Luz Mely Reyes, journaliste fondatrice du média numérique Effet Cocuyoatteste que l’accès au portail de sa société d’information est bloqué depuis six mois par la société d’État CANTV et le reste des opérateurs privés de télécommunications.

En conversation avec Reyes prend Maduro au mot pour exiger des éclaircissements sur « les règles du jeu » qui, dit-il, s’appliquent à la consultation de la presse dans le pays.

« Je voudrais savoir quelles sont les règles du jeu qui permettent Effet Cocuyo et d’autres, comme Infobae et d’autres médias nationaux, ont été bloqués », explique Reyes, qui fait partie du conseil d’administration du prix Gabo pour le journalisme américain et qui a reçu des prix internationaux pour sa contribution à la libre expression dans son pays.

À sa connaissance, la procédure administrative ou les dispositions légales que l’État a appliquées pour bloquer plusieurs médias n’ont jamais été signalées.

Maduro, avec une impudence pathologique, nie le blocus que le député Farías a admis »

Le démenti de Maduro dans l’interview de ce dimanche survient deux mois après qu’un député du Parti socialiste uni du Venezuela et ancien ministre de son gouvernement, Jesús Faría, bloquer publiquement un certain secteur de la presse.

Il a défendu ces pratiques en assurant que des pays européens comme l’Allemagne réglementent l’information sur Internet. « Le Venezuela le fait, donc le Venezuela viole massivement la liberté d’expression. Le fait que vous ayez le pouvoir et la capacité de communiquer avec la population ne vous donne pas le pouvoir de dire ce que vous pensez que vous pensez », a-t-il déclaré dans Globovisionune chaîne rachetée par un homme d’affaires sanctionné par les États-Unis.

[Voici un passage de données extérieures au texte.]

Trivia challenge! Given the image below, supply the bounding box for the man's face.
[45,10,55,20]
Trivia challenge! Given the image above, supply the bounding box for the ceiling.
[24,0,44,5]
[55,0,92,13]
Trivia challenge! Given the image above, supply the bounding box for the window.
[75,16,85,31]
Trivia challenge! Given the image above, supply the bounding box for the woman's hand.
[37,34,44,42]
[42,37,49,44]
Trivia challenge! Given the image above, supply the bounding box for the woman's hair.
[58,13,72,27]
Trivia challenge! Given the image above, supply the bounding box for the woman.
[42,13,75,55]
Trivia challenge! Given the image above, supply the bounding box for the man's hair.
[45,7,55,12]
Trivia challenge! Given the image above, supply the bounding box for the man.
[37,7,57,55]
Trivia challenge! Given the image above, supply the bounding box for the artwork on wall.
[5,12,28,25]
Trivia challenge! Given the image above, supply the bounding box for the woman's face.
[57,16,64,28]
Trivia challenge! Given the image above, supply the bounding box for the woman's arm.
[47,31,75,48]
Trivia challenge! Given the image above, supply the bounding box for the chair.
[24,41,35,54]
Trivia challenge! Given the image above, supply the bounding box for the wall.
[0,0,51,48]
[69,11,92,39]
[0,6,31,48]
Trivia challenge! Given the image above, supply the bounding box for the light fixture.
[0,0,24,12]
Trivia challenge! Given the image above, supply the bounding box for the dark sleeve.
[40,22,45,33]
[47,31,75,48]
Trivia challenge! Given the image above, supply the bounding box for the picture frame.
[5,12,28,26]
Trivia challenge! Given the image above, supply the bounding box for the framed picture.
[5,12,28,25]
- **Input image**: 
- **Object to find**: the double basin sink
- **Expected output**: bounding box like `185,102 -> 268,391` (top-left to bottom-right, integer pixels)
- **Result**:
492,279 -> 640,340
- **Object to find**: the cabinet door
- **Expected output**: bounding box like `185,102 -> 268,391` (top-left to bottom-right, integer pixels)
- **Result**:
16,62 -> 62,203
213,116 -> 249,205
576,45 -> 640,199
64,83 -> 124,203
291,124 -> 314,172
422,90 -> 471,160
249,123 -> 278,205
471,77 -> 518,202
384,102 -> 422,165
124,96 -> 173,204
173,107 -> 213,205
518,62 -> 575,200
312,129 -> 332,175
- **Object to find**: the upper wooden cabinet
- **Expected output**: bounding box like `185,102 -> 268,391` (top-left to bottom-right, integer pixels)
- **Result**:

Ce que Maduro a dit dimanche est « un gros mensonge », selon Carlos Batiz, journaliste vénézuélien, fondateur des médias numériques le siffletégalement touchée, selon à cause des serrures.

« Le blocus a commencé en 2014 avec des portails internationaux et des chaînes de télévision et, en 2017, avait le sifflet comme le premier média fabriqué au Venezuela qui a subi la censure appliquée par le parti au pouvoir à travers le Conatel (Commission nationale des télécommunications) en complicité avec les entreprises de télécommunications », affirme-t-il dans une interview à la .

Il rappelle également que la Haut-Commissaire des Nations Unies aux droits de l’homme, Michelle Bachelet, et la Mission électorale de l’Union européenne instructifs dans leurs rapports sur le Venezuela.

« Maduro, avec une impudence pathologique, nie le blocus que le député Faría a admis et qui est très évident dans le rapport de transparence de Telefónica », souligne-t-il.

Le communicant vénézuélien ose conseiller le président Maduro sur le sujet : « maintenant, puisqu’il dit qu’il n’y a pas de blocus, Maduro devrait donner l’ordre de supprimer ce mécanisme de censure, pour éviter qu’il ne devienne un grand menteur ».